How can banks loan to individuals at 9x their income in 2025, when back in 1989 the ratio for acceptable loan credit was only 3x? Surely the risk to banks is unacceptable. The answer is the change in business model which accompanied the privatisation of Australian banks. Banks wanted to grow profits, and grow them continuously. The population of Australia is increasing, but much too slowly for banks’ desires.

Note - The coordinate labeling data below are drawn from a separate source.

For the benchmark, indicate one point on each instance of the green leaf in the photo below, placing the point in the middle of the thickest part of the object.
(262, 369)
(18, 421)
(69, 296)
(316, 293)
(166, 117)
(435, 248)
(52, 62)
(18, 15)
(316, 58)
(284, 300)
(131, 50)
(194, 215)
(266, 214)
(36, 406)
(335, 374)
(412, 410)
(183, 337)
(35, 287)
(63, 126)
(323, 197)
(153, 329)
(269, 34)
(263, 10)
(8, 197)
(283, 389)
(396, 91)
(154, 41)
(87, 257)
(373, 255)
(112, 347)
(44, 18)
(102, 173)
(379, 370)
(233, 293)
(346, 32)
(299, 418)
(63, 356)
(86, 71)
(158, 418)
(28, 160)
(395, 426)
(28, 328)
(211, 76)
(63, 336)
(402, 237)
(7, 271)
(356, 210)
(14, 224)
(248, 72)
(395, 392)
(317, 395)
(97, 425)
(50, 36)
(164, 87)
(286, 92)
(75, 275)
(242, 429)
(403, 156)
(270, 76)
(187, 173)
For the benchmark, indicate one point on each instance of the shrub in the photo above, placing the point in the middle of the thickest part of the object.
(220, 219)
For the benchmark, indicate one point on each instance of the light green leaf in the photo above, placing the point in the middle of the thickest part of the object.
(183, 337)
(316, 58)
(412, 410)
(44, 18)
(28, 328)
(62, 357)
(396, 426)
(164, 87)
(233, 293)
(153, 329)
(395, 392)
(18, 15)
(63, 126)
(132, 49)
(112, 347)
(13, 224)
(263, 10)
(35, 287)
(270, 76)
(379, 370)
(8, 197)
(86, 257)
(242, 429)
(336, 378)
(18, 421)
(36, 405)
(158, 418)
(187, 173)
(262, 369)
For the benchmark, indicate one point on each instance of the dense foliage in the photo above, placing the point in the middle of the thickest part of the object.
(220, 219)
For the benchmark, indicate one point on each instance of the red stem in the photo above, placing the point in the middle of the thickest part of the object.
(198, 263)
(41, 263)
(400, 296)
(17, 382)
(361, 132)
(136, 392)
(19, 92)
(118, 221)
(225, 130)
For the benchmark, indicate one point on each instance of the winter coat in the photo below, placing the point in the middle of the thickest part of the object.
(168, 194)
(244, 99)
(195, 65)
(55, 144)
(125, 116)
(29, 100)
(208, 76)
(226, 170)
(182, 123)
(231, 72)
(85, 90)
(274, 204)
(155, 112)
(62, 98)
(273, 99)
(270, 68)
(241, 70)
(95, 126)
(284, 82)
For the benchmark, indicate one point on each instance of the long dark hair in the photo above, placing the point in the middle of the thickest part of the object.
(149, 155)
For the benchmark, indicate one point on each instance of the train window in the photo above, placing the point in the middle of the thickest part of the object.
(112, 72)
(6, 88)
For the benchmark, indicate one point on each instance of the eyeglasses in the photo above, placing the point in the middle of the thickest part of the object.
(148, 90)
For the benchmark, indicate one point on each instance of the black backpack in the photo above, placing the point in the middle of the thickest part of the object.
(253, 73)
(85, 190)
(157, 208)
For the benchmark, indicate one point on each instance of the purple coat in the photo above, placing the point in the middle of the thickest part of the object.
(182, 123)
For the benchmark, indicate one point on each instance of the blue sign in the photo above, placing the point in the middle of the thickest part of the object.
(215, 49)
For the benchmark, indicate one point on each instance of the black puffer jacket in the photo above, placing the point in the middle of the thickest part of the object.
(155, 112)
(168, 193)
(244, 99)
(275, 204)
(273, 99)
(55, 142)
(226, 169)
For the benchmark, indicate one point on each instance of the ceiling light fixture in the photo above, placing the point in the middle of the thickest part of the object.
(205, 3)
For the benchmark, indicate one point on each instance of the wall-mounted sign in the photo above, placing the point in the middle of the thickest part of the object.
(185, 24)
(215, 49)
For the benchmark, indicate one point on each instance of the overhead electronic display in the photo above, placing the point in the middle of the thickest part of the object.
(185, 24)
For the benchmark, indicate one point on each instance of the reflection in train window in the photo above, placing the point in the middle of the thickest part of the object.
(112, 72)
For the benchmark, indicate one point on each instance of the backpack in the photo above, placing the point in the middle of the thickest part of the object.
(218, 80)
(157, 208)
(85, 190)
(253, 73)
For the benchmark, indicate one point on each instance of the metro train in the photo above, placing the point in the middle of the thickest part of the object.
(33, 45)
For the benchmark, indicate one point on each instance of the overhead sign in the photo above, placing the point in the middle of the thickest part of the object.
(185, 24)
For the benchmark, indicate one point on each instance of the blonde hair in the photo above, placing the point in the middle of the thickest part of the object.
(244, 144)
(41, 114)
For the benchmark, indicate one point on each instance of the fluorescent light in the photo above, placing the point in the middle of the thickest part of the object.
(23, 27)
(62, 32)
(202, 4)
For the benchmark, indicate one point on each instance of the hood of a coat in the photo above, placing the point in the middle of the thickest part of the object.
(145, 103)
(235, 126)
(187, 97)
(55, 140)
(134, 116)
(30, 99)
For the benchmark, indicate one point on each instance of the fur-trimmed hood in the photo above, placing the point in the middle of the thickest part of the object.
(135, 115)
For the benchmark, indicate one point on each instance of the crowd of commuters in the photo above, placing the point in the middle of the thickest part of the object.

They determined the best way to increase profits was to increase the size of loans to a stable asset class – housing. And they determined to manipulate that market so that mortgage interest increased progressively. This required the price of houses to increase rapidly for an increasingly profitable business. Howard was only too happy to accommodate, he incentivised the commercial housing market, claiming his measures would stimulate house building. Instead, it led only to elevation of house prices, as this tax-supported commercial cohort lapped up existing housing stock for immediate recovery of their mortgages. Banks are happier to loan to commercial buyers too, as default risks are diminished.
The so-called housing market is determined by an unholy cabal of the big banks, estate agents, estate building developers, and the owners of rental property. All four sectors benefit from higher house prices. Rental property holders can out-compete private buyers, giving them the pick of properties, and thus demand higher rents. Estate agents’ commissions increase as house prices rise, and house-builders benefit too. Yet banks earn by far the greatest, as all housing-related loans have increased enormously.
What is the effect of banks siphoning vast profits out of our nation’s pockets? This is money which could be better spent building up other deserving businesses and activities. Australia has traditionally been a nation which required capital inflows from overseas to fund us. How much better could our savings be invested, than needing to support our children raise a deposit just for a home to live in?
Keith Mitchelson has a 40-year experience in academic and commercial biotechnology sectors in the UK, China, and Australia.